Never display a quilt in direct sunlight; all fluorescent lighting should be filtered. Incandescent lights should be at least 10 to 12 feet from the quilt. Avoid hanging a quilt in the kitchen or near a bathroom where it will be exposed to harmful moisture.

The best way to store a quilt is flat in a moisture-free, low-light environment. If you need to fold your quilt, put rolls of batting or acid-free tissue paper in the folds. Remember that acid-free paper needs to be replaced annually.

Another way you can store your quilt is to roll it up and tie it using an old cotton sheet or a piece of washed muslin.

If you store your quilt in a chest or trunk, be sure that it is in a cotton bag and that it does not come into contact with the wood.

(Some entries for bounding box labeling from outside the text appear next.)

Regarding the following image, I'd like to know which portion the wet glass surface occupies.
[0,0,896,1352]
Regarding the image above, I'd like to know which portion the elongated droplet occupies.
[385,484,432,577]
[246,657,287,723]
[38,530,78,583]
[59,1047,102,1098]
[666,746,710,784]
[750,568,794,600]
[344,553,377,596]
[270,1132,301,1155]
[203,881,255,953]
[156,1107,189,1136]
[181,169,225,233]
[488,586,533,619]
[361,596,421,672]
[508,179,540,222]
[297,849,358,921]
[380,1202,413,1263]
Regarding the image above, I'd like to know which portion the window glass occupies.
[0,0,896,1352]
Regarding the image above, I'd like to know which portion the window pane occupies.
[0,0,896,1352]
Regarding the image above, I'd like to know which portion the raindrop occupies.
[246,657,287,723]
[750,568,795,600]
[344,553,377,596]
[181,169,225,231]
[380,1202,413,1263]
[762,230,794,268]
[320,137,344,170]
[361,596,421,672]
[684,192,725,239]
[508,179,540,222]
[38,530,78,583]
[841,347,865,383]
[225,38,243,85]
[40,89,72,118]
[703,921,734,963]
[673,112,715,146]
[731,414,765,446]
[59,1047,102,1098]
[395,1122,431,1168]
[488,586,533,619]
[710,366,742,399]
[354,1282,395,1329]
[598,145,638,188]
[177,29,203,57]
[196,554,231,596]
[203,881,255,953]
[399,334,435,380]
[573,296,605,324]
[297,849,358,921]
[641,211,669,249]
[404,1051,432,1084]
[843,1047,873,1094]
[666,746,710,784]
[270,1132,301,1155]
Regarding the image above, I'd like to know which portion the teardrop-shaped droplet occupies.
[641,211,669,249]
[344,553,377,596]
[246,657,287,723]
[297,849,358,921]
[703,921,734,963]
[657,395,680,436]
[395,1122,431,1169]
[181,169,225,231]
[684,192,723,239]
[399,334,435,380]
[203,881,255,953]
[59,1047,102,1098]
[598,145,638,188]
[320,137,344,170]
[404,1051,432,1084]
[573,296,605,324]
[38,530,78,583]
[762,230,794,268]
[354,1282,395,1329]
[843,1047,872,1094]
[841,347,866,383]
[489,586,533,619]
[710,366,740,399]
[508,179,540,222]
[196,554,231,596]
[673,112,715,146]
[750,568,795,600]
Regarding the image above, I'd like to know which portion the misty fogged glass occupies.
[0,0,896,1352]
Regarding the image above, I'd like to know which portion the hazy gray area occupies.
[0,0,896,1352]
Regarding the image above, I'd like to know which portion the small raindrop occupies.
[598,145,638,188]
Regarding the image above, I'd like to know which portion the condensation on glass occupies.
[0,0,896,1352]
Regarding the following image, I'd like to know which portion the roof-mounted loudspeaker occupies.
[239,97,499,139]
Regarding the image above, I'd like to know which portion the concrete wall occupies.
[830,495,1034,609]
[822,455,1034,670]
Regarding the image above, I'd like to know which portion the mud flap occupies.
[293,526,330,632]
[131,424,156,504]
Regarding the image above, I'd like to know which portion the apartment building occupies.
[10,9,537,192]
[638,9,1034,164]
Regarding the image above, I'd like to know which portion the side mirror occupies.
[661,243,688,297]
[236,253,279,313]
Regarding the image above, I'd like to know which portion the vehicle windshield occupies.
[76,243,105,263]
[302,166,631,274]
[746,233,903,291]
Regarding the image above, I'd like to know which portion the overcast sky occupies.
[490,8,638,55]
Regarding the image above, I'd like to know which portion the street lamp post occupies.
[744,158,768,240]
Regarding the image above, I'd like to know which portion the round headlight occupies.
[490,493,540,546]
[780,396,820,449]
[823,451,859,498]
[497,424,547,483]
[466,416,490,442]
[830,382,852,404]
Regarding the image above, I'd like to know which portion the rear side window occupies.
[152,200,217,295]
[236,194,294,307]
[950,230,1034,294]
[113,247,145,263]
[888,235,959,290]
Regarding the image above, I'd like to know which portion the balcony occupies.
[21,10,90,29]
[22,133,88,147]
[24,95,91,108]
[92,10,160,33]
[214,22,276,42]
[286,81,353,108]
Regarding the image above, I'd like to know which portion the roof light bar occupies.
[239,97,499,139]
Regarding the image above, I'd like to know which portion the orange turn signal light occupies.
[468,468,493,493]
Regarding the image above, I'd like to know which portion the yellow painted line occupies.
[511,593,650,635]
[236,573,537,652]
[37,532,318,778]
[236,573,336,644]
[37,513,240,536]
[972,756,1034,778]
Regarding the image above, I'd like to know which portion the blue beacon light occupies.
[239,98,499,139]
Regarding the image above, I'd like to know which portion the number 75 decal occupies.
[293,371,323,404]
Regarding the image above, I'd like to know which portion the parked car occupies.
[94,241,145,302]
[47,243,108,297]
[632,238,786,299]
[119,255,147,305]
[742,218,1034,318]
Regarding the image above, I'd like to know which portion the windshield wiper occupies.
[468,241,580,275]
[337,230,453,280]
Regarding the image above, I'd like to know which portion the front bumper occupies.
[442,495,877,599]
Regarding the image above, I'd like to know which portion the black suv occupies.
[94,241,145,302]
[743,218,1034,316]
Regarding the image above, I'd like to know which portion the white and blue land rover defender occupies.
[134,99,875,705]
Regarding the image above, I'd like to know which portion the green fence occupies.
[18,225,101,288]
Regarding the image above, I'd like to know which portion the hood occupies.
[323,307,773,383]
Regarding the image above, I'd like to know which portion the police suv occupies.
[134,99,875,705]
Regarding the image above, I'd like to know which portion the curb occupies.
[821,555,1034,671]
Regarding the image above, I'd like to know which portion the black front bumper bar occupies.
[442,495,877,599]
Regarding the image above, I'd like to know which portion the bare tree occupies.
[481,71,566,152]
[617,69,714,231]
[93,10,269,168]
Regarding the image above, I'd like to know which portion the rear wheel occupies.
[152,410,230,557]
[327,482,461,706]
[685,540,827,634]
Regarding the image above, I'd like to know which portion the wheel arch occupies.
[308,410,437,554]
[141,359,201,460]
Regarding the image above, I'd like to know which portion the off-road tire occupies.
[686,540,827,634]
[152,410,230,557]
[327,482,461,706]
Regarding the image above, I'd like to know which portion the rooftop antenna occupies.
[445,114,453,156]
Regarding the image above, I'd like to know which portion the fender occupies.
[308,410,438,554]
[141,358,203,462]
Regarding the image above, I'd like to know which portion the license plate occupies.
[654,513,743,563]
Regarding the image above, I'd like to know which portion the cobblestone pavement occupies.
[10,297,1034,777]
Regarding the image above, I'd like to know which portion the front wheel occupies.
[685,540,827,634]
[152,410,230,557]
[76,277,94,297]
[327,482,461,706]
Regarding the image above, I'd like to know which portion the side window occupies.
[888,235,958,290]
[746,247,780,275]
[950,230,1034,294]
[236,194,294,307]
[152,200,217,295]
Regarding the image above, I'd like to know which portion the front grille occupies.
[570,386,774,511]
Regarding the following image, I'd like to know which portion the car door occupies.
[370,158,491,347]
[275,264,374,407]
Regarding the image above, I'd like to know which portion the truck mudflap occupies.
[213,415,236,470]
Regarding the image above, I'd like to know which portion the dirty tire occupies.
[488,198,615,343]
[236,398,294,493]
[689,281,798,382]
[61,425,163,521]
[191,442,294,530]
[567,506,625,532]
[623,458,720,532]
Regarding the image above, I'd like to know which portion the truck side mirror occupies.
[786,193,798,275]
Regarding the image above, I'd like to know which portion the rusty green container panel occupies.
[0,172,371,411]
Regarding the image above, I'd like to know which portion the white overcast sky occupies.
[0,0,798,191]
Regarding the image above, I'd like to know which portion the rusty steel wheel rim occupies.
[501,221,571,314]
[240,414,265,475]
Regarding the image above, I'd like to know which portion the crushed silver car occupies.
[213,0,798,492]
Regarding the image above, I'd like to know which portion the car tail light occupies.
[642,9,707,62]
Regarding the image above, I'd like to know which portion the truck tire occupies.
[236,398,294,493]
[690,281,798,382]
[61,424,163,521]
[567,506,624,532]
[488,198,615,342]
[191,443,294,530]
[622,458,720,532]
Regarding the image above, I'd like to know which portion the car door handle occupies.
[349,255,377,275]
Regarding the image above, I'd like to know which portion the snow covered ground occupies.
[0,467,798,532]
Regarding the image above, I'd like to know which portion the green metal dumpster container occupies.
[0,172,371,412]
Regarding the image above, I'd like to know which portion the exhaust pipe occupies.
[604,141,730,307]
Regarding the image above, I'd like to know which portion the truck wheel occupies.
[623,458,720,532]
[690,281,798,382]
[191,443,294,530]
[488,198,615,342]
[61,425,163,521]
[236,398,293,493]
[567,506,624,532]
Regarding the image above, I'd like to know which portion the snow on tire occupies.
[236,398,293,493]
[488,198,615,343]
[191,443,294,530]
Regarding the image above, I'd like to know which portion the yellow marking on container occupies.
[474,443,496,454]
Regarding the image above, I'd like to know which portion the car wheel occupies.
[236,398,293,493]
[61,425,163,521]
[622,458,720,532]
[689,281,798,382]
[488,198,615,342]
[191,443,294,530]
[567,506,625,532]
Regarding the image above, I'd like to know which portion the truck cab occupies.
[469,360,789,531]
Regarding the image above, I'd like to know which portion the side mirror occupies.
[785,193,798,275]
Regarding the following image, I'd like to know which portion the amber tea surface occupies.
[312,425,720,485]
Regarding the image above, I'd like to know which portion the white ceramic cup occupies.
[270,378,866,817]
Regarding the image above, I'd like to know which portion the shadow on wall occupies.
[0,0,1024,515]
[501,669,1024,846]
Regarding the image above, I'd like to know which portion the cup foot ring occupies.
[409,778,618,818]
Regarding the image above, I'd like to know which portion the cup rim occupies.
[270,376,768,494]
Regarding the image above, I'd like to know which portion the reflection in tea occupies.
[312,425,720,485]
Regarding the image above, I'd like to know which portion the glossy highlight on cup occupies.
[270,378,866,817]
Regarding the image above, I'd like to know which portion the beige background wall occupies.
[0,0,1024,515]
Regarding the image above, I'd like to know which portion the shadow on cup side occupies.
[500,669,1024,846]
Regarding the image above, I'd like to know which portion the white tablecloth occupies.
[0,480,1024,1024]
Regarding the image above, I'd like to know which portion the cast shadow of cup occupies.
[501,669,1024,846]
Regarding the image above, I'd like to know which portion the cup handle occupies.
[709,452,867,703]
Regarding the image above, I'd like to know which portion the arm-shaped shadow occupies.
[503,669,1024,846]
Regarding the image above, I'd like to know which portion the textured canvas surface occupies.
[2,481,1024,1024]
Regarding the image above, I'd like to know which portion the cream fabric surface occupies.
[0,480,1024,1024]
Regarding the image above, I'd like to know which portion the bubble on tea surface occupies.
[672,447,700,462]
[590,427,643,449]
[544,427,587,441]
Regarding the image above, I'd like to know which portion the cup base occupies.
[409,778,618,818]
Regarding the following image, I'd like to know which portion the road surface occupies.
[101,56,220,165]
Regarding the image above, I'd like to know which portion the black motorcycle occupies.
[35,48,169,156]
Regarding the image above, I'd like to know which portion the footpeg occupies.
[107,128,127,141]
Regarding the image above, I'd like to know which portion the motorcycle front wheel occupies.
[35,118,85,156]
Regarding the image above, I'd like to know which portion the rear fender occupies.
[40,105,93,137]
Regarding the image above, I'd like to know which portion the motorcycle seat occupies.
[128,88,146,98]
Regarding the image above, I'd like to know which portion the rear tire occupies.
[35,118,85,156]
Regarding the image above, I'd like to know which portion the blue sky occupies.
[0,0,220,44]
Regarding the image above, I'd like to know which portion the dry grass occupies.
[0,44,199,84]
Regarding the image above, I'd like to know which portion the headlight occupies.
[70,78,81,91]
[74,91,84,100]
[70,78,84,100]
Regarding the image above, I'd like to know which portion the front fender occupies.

To protect it from bugs, buy an herb called artemisia, place it in a cloth bag and hang it in the chest. Do not allow the bag to come into contact with the quilt. Avoid mothballs; they can cause damage.

Cleaning or washing of a quilt should be kept to a minimum.

To freshen it and get surface dirt off of a quilt, spread a sheet on your floor. Put your quilt on the sheet and use something to weigh it down. Gently vacuum the quilt. When you finish the top, repeat on the bottom.

Dry-cleaning can ruin a quilt, especially an old one. If you do have a quilt dry-cleaned, use a cleaner that specializes in quilts.

Although there are several commercial products available to wet-wash quilts, Roberts advises against home washing. If you do choose to wash your own quilt, be sure to use a non-ionic detergent. Never wet-wash a quilt unless the fabric is strong and colorfast.